Hybrid Edge AI Face Alignment

Sergey L. Gladkiy

4.82/5 (3 votes)

Jul 20, 2021

CPOL

5 min read

11700

368

In this article I’ll explain how to perform the alignment based on the face landmarks the detector has found.

Introduction

Face recognition is one area of Artificial Intelligence (AI) where deep learning (DL) has had great success over the past decade. The best face recognition systems can recognize people in images and video with the same precision humans can – or even better. The two main base stages of face recognition are person verification and identification.

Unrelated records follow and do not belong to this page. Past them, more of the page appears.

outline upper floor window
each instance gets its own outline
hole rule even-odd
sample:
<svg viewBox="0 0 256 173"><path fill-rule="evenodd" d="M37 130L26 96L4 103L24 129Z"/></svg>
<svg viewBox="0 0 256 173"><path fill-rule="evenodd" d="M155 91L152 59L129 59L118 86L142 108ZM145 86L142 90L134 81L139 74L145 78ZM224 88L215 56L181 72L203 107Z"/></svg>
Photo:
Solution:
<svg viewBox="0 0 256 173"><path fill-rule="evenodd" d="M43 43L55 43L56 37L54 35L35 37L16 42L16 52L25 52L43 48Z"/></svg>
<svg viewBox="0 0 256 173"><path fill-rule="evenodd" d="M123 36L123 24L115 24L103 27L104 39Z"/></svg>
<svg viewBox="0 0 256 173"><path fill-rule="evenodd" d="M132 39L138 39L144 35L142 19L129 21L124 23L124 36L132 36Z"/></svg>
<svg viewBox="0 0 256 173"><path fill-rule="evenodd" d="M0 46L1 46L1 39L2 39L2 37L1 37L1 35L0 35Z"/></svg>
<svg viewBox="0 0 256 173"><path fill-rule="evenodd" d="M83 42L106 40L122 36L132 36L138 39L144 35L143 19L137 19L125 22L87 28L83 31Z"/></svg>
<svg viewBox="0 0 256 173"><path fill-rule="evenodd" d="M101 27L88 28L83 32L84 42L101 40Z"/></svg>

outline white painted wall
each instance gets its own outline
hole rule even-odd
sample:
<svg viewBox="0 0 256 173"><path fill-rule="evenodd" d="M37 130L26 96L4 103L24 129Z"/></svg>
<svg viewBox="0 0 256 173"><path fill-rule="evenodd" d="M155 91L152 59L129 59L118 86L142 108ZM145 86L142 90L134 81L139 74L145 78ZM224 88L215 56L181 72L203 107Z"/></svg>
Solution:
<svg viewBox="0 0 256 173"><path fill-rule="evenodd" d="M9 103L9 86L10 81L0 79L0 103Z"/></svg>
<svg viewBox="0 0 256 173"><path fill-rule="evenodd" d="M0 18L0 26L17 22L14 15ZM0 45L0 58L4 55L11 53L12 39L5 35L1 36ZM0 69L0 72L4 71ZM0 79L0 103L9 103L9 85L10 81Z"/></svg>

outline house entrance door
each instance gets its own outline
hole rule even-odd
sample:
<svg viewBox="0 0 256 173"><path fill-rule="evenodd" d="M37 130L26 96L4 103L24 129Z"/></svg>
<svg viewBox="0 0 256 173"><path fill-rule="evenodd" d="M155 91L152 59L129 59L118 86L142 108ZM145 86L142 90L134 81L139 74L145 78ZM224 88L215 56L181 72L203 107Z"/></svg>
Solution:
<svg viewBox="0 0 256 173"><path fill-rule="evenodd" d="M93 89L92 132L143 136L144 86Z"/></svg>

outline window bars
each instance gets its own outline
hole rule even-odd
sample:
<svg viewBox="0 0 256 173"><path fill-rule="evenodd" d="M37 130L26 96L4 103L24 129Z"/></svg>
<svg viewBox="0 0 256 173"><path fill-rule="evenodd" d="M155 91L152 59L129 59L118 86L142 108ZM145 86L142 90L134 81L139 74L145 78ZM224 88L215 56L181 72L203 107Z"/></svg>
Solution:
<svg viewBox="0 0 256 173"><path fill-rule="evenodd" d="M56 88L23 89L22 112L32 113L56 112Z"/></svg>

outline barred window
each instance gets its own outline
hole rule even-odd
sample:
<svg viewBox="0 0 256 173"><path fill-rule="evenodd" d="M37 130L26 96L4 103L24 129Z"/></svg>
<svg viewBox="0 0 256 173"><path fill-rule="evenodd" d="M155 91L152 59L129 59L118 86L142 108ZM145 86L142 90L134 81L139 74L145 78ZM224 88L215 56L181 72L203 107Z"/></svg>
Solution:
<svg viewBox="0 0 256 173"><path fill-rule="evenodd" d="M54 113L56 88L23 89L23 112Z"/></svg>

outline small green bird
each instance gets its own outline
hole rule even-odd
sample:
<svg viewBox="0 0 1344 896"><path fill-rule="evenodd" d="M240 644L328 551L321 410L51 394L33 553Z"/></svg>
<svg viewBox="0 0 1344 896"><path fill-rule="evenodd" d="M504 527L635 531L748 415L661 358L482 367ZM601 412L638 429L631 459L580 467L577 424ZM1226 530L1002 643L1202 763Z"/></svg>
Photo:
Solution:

In the first (current) half of this article series, we will:

Discuss the existing AI face detection methods and develop a program to run a pretrained DNN model
Consider face alignment and implement some alignment algorithms using face landmarks
Run the face detection DNN on a Raspberry Pi device, explore its performance, and consider possible ways to run it faster, as well as to detect faces in real time
Create a simple face database and fill it with faces extracted from images or videos

We assume that you are familiar with DNN, Python, Keras, and TensorFlow. You are welcome to download this project code ...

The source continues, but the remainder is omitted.